When oil prices surge beyond certain thresholds, the tax reduction eventually reaches zero, leaving no fiscal buffer to absorb further increases.

With Brent already nearing $120, Türkiye may soon reach that point. If prices climb towards $135–150, the government will have little room left to stabilise fuel prices through tax adjustments.

At that stage, policymakers may need to consider additional measures, ranging from fiscal support mechanisms to targeted subsidies or demand-management policies.

Strategic oil reserves: A temporary relief valve

One potential short-term response involves the coordinated release of strategic petroleum reserves.

Türkiye, as a member of the International Energy Agency (IEA) emergency response system, participates in a collective mechanism through which 32 member countries can release oil stocks during supply disruptions.

Such coordinated releases are designed to:

  • ease supply shortages
  • calm markets
  • prevent panic-driven price spikes

However, strategic reserves are not a long-term solution. They buy time, but they do not resolve the underlying geopolitical tensions driving the crisis.

Investor confidence and financial markets

Beyond energy prices, the war could also influence investor sentiment.

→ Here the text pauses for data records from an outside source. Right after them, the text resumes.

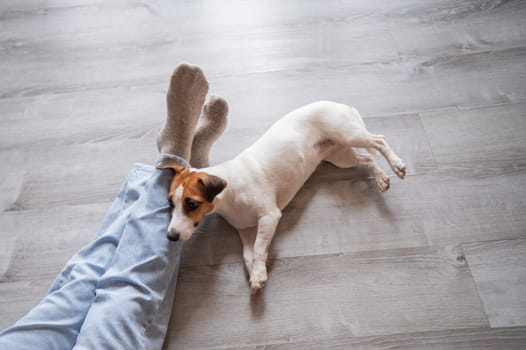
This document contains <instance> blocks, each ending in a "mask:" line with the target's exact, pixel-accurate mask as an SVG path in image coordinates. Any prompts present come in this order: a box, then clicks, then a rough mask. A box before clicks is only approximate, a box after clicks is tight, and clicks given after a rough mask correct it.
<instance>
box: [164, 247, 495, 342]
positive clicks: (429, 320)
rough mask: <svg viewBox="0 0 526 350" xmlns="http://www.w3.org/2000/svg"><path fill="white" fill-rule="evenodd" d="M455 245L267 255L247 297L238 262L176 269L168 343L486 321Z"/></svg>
mask: <svg viewBox="0 0 526 350" xmlns="http://www.w3.org/2000/svg"><path fill="white" fill-rule="evenodd" d="M459 256H462V253H461V251H460V250H459V249H458V247H450V248H448V249H439V248H414V249H402V250H386V251H375V252H363V253H351V254H338V255H323V256H309V257H300V258H290V259H279V260H275V261H273V262H272V264H271V265H272V266H271V269H270V279H269V282H268V284H267V286H266V287H265V291H264V292H263V294H262V295H260V296H259V297H256V298H251V297H250V295H249V294H250V293H249V291H248V287H247V281H246V277H245V273H244V267H243V266H242V264H240V263H239V264H221V265H213V266H210V265H209V266H199V267H185V268H183V269H182V270H181V271H180V275H179V281H178V283H179V284H178V287H177V291H176V296H175V300H176V301H175V305H174V308H173V313H172V323H171V326H170V329H169V331H168V341H167V342H168V344H169V346H168V348H170V346H172V347H174V348H175V347H177V348H191V347H195V348H219V347H223V348H228V347H235V346H242V345H257V344H269V343H270V344H272V343H286V342H309V341H324V340H325V339H331V338H343V337H356V336H358V337H359V336H373V335H384V334H394V333H405V332H409V331H412V332H419V331H438V330H446V329H456V328H470V327H485V326H488V321H487V319H486V315H485V314H484V311H483V309H482V305H481V304H480V299H479V298H478V294H477V290H476V287H475V285H474V283H473V280H472V277H471V274H470V272H469V268H468V267H467V264H466V262H465V259H462V258H459Z"/></svg>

Global investors often react quickly to geopolitical risk. Even if Türkiye itself is not directly involved in the conflict, the perception that it lies within a broader conflict zone can lead to:

  • increased risk premiums
  • currency volatility
  • more cautious foreign investment decisions

Financial markets tend to price in uncertainty quickly. In such moments, economic credibility and policy predictability become critical to maintaining investor confidence.

Tourism: The perception problem

Tourism represents another area of vulnerability. Türkiye has become one of the world’s leading tourist destinations, welcoming more than 55 million visitors annually and generating over $50 billion in revenue. Yet tourism is highly sensitive to perceptions of security.

Even if Türkiye remains entirely safe, international media coverage of war in the region can create a broader sense of instability across the Eastern Mediterranean and Middle East.

Tourists on a public beach in Kilyos, Istanbul along the Black Sea, Turkey, 22 July, 2025.
Reuters


If that perception takes hold, it could affect summer tourism arrivals, particularly from European markets.

Unexpected economic opportunities

Despite these risks, crises can sometimes create unexpected economic opportunities.

As uncertainty rises in parts of the Gulf — particularly in Dubai, Qatar and Saudi Arabia — some businesses and investors may begin looking for alternative regional bases.

Türkiye — thanks to its large domestic market, diversified economy and relatively strong infrastructure — could be perceived as a comparatively stable safe haven.

In recent years, Türkiye has already attracted:

  • regional capital inflows
  • relocated businesses
  • wealthy individuals seeking diversification

If geopolitical tensions persist in the Gulf, Türkiye could potentially see new investment inflows in finance, trade and logistics.

A strategic balancing act

For Ankara, the challenge lies in managing both the risks and the opportunities created by the crisis.

Three strategic priorities stand out.

First, accelerating energy diversification.
Renewables, nuclear power, domestic gas production and energy efficiency must reduce Türkiye’s dependence on imported hydrocarbons.

Second, maintaining macroeconomic credibility.
In times of global uncertainty, stable and predictable economic policies are essential to preserve investor confidence.

Third, leveraging Türkiye’s geographic advantage.
As global supply chains and energy routes shift, Türkiye has the potential to strengthen its role as a regional energy hub and logistics corridor.

The cost of war - even for those not fighting

Wars rarely remain confined to the countries that fight them.

For Türkiye, the Middle East crisis will likely bring higher energy costs, economic volatility and geopolitical risk. Yet it may also open new economic opportunities if managed strategically.

The key question is not whether Türkiye will feel the economic consequences of this war — it already does. The real question is whether Türkiye can navigate the turbulence wisely enough to emerge stronger on the other side.